# Law Question



## Kareem2019 (Feb 20, 2019)

i have a one question , i bought a property 6 months ago in Melbourne and the deed title is under my name only. i got divorced from my ex-wife 2 years ago overseas and i have the official documents from there , i have 2 children from her and they are living with me. so my question would be can she claim anything from the house and is she allowed to live with me by law?


----------



## JandE (Jul 17, 2015)

Kareem2019 said:


> i have a one question , i bought a property 6 months ago in Melbourne and the deed title is under my name only. i got divorced from my ex-wife 2 years ago overseas and i have the official documents from there , i have 2 children from her and they are living with me. so my question would be can she claim anything from the house and is she allowed to live with me by law?


The length of marriage might have some effect on her claim on any joint property, whether in joint or sole names, bought DURING the marriage.

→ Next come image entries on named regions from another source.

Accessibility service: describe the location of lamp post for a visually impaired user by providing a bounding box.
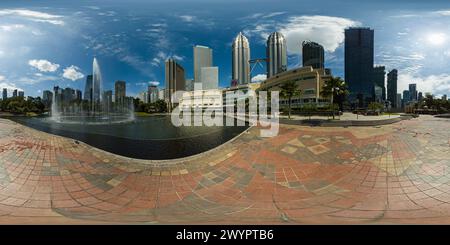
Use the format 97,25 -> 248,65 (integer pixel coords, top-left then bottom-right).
331,87 -> 339,120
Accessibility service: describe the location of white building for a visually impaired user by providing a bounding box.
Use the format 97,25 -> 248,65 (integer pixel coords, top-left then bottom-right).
200,66 -> 219,90
194,45 -> 213,83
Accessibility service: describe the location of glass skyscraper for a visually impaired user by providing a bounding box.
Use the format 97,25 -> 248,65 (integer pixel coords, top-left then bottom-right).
194,45 -> 213,83
302,41 -> 325,69
387,69 -> 398,107
84,75 -> 92,101
266,32 -> 287,78
372,66 -> 386,100
231,32 -> 250,84
345,28 -> 374,106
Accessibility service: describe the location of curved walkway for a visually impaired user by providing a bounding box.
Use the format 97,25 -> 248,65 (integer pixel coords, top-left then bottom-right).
0,116 -> 450,224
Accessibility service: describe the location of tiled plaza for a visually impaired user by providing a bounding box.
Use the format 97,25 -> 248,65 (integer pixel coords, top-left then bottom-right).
0,116 -> 450,224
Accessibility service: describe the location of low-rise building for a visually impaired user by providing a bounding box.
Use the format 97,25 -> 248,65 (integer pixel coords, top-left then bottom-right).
259,66 -> 332,107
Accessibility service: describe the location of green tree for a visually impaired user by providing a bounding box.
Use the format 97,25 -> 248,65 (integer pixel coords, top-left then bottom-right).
280,81 -> 301,119
320,77 -> 349,111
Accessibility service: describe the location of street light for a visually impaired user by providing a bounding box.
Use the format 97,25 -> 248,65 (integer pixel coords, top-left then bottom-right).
331,87 -> 339,120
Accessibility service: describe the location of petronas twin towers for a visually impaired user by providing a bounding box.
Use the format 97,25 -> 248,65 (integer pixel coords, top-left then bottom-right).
232,32 -> 287,85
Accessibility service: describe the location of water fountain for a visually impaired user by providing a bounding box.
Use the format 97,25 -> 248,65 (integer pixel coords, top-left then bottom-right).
51,58 -> 135,124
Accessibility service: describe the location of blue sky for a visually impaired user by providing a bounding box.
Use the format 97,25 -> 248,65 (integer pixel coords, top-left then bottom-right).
0,0 -> 450,96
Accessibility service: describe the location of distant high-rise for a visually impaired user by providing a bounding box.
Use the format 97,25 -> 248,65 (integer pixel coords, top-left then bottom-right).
42,90 -> 53,108
200,66 -> 219,90
103,90 -> 112,107
266,32 -> 287,78
231,32 -> 250,84
75,89 -> 83,101
92,58 -> 103,102
114,81 -> 127,103
302,41 -> 325,69
2,88 -> 8,100
158,88 -> 166,100
403,90 -> 411,106
148,85 -> 159,103
345,28 -> 374,105
185,79 -> 194,91
165,58 -> 186,111
84,75 -> 92,101
417,92 -> 423,101
372,66 -> 386,100
409,83 -> 417,101
392,93 -> 402,108
194,45 -> 213,83
387,69 -> 398,106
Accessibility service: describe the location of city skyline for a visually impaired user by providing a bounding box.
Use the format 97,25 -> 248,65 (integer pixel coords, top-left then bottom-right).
0,1 -> 450,96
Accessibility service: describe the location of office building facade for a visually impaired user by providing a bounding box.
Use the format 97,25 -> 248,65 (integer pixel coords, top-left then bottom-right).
387,69 -> 398,106
372,66 -> 386,101
2,88 -> 8,100
84,75 -> 92,101
200,66 -> 219,90
302,41 -> 325,69
408,83 -> 417,101
114,81 -> 127,103
231,32 -> 250,84
165,58 -> 185,112
147,85 -> 159,103
345,28 -> 374,106
266,32 -> 287,78
194,45 -> 213,83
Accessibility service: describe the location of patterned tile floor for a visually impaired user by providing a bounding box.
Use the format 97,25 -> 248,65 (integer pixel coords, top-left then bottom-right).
0,116 -> 450,224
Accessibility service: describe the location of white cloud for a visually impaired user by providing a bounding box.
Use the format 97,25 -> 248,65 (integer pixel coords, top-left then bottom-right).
180,15 -> 196,22
28,60 -> 59,72
252,74 -> 267,82
0,82 -> 23,93
63,65 -> 84,81
434,10 -> 450,16
397,72 -> 450,96
280,15 -> 358,53
0,24 -> 25,31
262,12 -> 286,18
245,15 -> 360,53
0,9 -> 64,25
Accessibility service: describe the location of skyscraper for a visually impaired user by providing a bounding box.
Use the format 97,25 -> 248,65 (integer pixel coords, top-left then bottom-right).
266,32 -> 287,78
231,32 -> 250,84
114,81 -> 127,103
372,66 -> 386,100
302,41 -> 325,69
417,92 -> 423,101
75,89 -> 83,101
200,66 -> 219,90
165,58 -> 185,111
193,45 -> 213,83
148,85 -> 158,103
409,83 -> 417,101
84,75 -> 92,101
387,69 -> 398,106
42,90 -> 53,108
2,88 -> 8,100
392,93 -> 402,108
403,90 -> 411,106
345,28 -> 374,106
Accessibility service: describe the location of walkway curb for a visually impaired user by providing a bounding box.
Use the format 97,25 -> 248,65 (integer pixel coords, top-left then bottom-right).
280,115 -> 413,127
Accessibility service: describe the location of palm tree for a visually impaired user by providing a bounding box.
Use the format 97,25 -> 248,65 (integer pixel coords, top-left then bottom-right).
280,81 -> 301,119
320,77 -> 349,111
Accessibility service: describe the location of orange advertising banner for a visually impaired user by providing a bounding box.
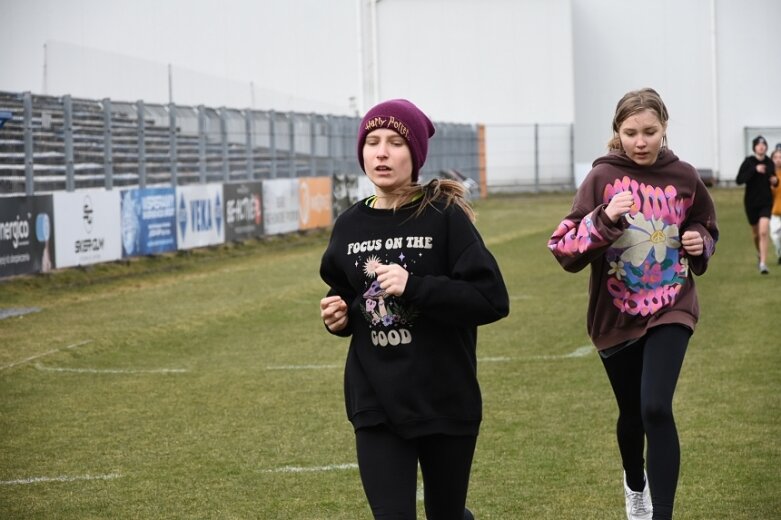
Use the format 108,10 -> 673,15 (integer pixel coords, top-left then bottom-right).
298,177 -> 333,229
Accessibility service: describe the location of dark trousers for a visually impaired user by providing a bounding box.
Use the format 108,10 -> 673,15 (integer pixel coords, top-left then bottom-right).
602,325 -> 691,520
355,426 -> 477,520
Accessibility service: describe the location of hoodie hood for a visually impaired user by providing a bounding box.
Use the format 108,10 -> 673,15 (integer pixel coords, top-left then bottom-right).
594,148 -> 679,172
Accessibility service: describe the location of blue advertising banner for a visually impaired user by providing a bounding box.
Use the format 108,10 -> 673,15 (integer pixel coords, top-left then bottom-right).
121,188 -> 176,257
176,183 -> 225,249
0,195 -> 54,277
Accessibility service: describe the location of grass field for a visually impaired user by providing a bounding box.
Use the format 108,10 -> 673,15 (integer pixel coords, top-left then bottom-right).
0,190 -> 781,520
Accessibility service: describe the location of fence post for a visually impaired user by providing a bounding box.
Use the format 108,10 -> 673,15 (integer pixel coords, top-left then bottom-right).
569,123 -> 576,190
309,113 -> 317,177
23,92 -> 35,196
136,99 -> 146,188
324,116 -> 336,177
62,94 -> 76,191
268,110 -> 277,179
244,109 -> 255,181
103,98 -> 114,191
534,123 -> 540,193
198,105 -> 206,184
219,107 -> 230,182
287,112 -> 298,179
168,103 -> 178,188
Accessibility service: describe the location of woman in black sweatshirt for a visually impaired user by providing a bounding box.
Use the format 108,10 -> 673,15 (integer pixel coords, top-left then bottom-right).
320,99 -> 509,520
735,135 -> 778,274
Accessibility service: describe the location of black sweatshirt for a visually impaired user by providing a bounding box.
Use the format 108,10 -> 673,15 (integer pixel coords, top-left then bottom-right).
320,201 -> 509,438
735,155 -> 776,208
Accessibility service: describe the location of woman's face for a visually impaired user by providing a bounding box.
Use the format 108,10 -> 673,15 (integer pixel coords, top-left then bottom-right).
754,141 -> 767,159
770,150 -> 781,170
363,128 -> 412,193
618,110 -> 666,166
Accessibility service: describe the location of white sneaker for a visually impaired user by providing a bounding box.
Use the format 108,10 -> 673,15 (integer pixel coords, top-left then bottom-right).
624,473 -> 654,520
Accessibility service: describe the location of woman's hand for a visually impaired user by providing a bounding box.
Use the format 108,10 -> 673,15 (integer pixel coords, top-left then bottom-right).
375,264 -> 409,296
605,191 -> 635,224
681,231 -> 704,256
320,296 -> 347,332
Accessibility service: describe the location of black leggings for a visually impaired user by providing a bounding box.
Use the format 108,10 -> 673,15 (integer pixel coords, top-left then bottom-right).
602,325 -> 691,520
355,426 -> 477,520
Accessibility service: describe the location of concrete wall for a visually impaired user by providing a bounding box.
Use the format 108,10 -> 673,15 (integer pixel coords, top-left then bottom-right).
573,0 -> 781,184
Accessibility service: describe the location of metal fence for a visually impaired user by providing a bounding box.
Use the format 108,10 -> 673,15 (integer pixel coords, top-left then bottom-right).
0,92 -> 480,195
485,124 -> 575,193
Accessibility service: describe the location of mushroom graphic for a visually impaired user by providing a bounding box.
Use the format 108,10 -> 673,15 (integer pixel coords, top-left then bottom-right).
363,280 -> 388,318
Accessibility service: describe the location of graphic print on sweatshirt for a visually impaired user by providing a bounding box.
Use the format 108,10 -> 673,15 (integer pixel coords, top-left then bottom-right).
603,177 -> 692,316
347,237 -> 433,347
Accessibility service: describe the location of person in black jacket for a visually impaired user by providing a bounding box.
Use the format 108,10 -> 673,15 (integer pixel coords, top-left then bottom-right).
320,99 -> 509,520
735,135 -> 778,274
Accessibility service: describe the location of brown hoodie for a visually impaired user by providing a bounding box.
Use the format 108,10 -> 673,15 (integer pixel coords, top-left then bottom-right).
548,149 -> 719,350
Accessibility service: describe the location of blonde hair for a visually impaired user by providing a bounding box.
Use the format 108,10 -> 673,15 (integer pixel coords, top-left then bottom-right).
380,179 -> 476,222
607,88 -> 670,150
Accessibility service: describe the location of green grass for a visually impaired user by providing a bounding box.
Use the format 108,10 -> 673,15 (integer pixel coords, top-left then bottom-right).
0,190 -> 781,520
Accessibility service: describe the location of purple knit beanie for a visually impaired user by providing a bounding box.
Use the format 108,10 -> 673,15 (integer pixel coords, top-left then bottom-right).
358,99 -> 434,182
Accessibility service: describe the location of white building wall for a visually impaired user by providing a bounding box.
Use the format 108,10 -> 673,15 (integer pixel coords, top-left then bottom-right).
366,0 -> 575,124
573,0 -> 781,185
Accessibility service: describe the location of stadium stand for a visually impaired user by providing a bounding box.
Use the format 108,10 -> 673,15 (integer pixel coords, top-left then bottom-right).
0,91 -> 477,195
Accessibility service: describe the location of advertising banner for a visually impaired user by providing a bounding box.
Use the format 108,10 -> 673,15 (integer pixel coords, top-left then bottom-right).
121,188 -> 176,257
176,184 -> 225,249
222,181 -> 263,242
263,179 -> 299,235
53,189 -> 122,268
0,195 -> 54,277
298,177 -> 333,229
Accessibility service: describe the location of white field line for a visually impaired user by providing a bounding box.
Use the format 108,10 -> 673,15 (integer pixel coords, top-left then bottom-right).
266,365 -> 344,370
0,340 -> 92,370
266,345 -> 594,370
262,463 -> 358,473
0,473 -> 122,486
35,363 -> 189,374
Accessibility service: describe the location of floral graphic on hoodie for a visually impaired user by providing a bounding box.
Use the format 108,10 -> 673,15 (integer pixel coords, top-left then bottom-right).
605,186 -> 688,316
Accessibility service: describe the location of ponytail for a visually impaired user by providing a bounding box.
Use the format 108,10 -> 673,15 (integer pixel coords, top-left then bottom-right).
382,179 -> 475,222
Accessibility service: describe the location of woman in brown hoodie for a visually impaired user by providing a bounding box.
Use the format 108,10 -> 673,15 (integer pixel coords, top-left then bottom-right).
548,89 -> 718,520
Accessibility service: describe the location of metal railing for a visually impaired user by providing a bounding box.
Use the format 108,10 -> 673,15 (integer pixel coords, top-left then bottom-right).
0,92 -> 479,195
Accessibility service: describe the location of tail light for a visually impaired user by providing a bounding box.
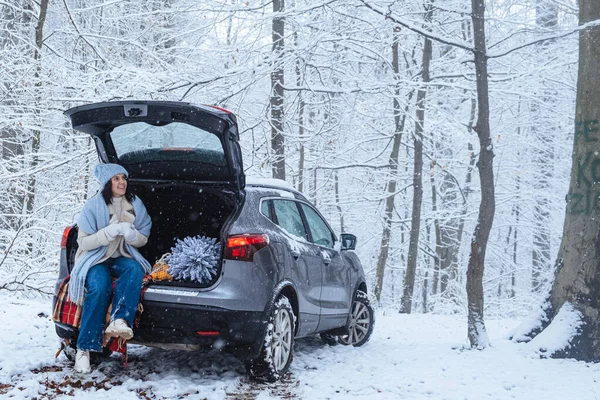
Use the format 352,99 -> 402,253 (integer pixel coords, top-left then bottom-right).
225,234 -> 269,261
60,226 -> 73,249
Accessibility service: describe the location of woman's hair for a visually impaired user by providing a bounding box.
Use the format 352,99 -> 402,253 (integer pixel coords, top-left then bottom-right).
102,178 -> 135,205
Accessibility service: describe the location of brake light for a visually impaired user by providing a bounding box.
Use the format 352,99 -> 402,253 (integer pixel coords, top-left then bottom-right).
196,331 -> 219,336
204,104 -> 231,114
60,226 -> 73,249
225,234 -> 269,261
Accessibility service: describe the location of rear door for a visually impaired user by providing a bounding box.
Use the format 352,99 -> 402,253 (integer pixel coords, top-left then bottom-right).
300,203 -> 352,331
65,101 -> 245,190
263,199 -> 323,336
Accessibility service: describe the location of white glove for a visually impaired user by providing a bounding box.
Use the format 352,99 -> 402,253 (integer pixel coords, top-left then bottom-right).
104,224 -> 123,241
122,222 -> 137,242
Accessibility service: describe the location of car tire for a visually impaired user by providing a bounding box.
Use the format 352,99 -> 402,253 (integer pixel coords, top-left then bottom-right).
320,332 -> 337,346
246,296 -> 296,382
338,290 -> 375,347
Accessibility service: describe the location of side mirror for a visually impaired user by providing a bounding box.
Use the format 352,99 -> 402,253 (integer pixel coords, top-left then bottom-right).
341,233 -> 356,250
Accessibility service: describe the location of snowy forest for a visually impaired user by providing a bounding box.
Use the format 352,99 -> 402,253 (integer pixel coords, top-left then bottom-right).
0,0 -> 578,317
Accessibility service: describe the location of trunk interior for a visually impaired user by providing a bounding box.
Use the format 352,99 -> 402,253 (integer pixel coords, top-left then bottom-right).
131,182 -> 236,286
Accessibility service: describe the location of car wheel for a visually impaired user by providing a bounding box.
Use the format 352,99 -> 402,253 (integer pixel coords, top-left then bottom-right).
338,290 -> 375,347
246,296 -> 296,382
321,332 -> 337,346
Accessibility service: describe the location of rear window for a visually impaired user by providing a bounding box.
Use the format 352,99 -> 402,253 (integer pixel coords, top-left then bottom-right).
110,122 -> 227,167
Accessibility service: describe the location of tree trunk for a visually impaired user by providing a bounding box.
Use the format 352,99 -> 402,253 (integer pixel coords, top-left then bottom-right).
270,0 -> 285,179
27,0 -> 48,214
294,32 -> 306,193
400,1 -> 433,314
467,0 -> 496,348
429,161 -> 443,294
532,0 -> 600,362
531,0 -> 558,291
375,27 -> 412,301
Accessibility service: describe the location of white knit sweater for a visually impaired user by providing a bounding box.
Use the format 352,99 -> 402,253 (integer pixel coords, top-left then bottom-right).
75,197 -> 148,264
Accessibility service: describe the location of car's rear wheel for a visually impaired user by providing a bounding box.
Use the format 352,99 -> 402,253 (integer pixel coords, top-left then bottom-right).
338,290 -> 375,347
246,296 -> 296,382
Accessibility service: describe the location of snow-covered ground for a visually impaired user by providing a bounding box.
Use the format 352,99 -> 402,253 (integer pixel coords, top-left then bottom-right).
0,294 -> 600,400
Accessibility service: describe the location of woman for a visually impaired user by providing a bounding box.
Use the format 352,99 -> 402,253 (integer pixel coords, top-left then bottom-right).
69,164 -> 152,373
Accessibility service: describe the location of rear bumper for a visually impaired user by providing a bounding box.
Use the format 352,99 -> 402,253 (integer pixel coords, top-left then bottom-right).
134,301 -> 266,359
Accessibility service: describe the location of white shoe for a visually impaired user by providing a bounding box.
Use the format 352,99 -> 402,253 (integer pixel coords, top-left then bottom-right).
104,318 -> 133,340
75,350 -> 92,374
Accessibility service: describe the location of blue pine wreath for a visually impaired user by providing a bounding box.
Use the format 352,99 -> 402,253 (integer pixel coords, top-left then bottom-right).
165,235 -> 221,283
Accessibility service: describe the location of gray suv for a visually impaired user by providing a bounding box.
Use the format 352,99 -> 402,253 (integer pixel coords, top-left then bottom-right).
56,101 -> 374,381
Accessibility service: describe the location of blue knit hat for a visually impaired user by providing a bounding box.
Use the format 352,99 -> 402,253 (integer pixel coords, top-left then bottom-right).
94,164 -> 129,187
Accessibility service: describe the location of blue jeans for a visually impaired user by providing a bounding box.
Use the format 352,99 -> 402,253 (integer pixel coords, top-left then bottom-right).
77,257 -> 144,351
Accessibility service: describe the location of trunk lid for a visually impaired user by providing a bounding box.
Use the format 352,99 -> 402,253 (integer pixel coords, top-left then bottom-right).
65,101 -> 245,190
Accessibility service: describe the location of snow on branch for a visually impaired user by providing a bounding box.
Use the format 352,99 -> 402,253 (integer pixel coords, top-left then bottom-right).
527,302 -> 583,357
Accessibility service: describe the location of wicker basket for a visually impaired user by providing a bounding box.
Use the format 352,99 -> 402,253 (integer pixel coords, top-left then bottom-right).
150,253 -> 173,281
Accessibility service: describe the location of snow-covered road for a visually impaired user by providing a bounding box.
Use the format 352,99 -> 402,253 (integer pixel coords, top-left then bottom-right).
0,294 -> 600,400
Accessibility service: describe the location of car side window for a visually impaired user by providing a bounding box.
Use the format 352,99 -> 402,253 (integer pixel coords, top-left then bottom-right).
260,200 -> 273,221
300,203 -> 333,248
273,200 -> 307,239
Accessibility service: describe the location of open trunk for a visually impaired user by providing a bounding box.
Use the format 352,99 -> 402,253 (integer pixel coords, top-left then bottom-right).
67,182 -> 240,287
135,182 -> 237,286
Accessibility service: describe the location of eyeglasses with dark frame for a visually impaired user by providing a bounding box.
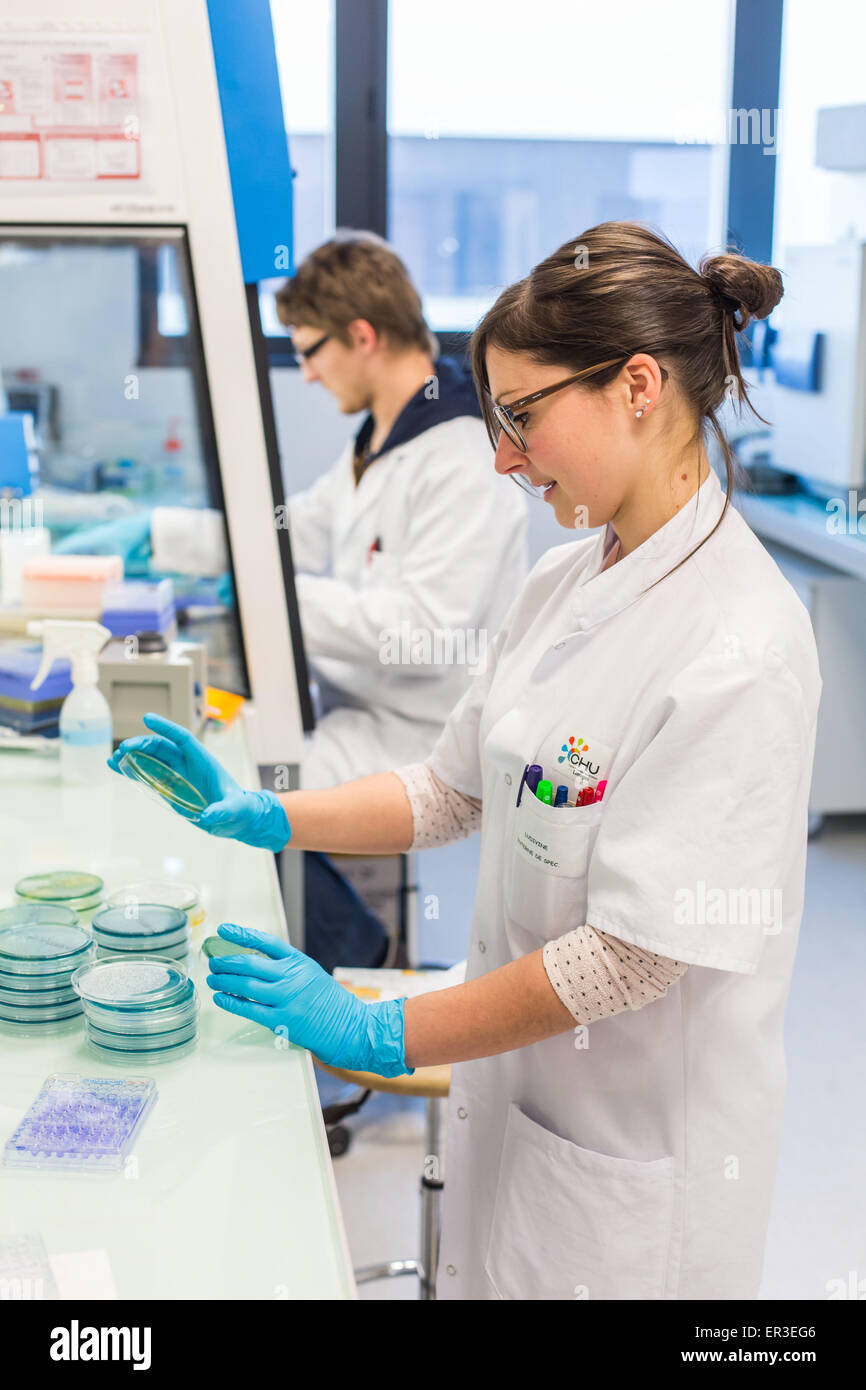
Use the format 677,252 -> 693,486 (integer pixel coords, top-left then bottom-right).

Your property appears to have been bought *after* divorce, so it should be yours, and yours alone. Unless it was bought with money that would be classed as a joint asset at the time of divorce. A divorce settlement normally has this covered. An interesting, but old, page on this: Division of matrimonial property in Australia

Whether she is allowed to live with you is your decision. But being divorced she cannot force a situation where she has to live with you.

A lawyer might be best to be sure, based on your exact situation, not a forum.


----------